Rajeev Jayadevan, physician and former president of the Indian Medical Association, in a Twitter thread said that NeoCov was discovered in 2013-14 and “nothing has happened”. Despite similarities, the ACE2 receptors of bats and people were different and the odds of a sudden jump were low.
5. Centre appoints Anantha Nageswaran as CEA
Economist joins 4 days before Budget
The Centre on Friday appointed V. Anantha Nageswaran as the Chief Economic Advisor, three days before the start of the Budget session of Parliament.
Dr. Nageswaran assumed charge of the position, which had been vacant since early December after his predecessor Krishnamurthy Subramanian returned to academia at the end of a three-year stint. The CEA is usually responsible for drafting the Economic Survey presented on the eve of the Budget.
The new CEA, who was earlier a part-time member of the Economic Advisory Council to the Prime Minister, holds a Post-Graduate Diploma in Management from the Indian Institute of Management, Ahmedabad and a doctoral degree in Finance from the University of Massachusetts for his work on the empirical behaviour of exchange rates.
Office of the Economic Adviser
Office of the Economic Adviser (OEA) is an attached office of the Department for Promotion of Industry and Internal Trade, Ministry of Commerce & Industry.

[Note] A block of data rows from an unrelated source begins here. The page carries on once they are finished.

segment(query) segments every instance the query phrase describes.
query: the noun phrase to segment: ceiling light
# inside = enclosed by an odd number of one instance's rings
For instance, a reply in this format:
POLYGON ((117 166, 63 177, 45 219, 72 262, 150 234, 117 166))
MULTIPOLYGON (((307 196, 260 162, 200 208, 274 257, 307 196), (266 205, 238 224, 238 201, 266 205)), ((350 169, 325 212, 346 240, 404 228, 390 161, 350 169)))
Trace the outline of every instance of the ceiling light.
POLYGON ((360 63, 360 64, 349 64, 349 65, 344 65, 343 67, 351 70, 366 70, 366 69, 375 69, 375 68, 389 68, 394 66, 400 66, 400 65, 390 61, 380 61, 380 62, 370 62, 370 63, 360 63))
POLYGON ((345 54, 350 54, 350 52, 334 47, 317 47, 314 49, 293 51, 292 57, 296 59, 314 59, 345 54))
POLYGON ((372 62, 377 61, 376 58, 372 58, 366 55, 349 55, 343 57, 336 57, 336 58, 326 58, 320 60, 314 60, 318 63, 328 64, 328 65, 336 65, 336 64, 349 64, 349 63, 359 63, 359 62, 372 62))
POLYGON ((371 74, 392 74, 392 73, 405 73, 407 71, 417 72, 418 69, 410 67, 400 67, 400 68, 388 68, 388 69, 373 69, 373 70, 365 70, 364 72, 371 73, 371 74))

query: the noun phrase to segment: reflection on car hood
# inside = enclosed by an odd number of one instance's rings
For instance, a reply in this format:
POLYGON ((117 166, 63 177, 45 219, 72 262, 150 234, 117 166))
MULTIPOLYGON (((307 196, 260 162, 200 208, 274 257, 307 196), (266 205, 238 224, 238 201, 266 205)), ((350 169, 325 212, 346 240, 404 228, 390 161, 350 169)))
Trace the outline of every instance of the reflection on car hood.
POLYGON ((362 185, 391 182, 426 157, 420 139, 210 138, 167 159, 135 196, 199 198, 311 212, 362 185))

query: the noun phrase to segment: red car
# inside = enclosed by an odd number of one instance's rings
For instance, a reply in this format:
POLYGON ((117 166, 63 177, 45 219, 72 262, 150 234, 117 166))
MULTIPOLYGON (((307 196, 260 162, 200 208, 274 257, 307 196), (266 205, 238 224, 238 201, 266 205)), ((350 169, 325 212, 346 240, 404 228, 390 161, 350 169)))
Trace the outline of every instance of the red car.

The main functions of the Office of Economic Adviser include, inter alia the following :
- Economic policy inputs on industrial development.
- Rendering advice relating to formulation of Industrial Policy, Foreign Trade Policy with respect to industrial sector in general with thrust on manufacturing, issues relating to bilateral and multilateral trade, as well as taxes and duties related to industry, including but not restricted to safeguard and anti-dumping duties.
- Analysis of trends of industrial production and growth.
- Examination of multilateral and bilateral issues and processing Policy Notes with economic implications referred to the Office.
- Compiling and releasing monthly Wholesale Price Indices
- Compiling and releasing monthly Index of Core Industries Production
- Developing other Indices on experimental basis, e.g. select business service price indices
- Supervising as a ‘source agency’, compilation of monthly production statistics for identified industrial items, their validation, and onward transmission for computation of the monthly Index of Industrial Production (IIP) by Central Statistics Office.
- Monthly Statistical compilation of macro indicators (secondary information).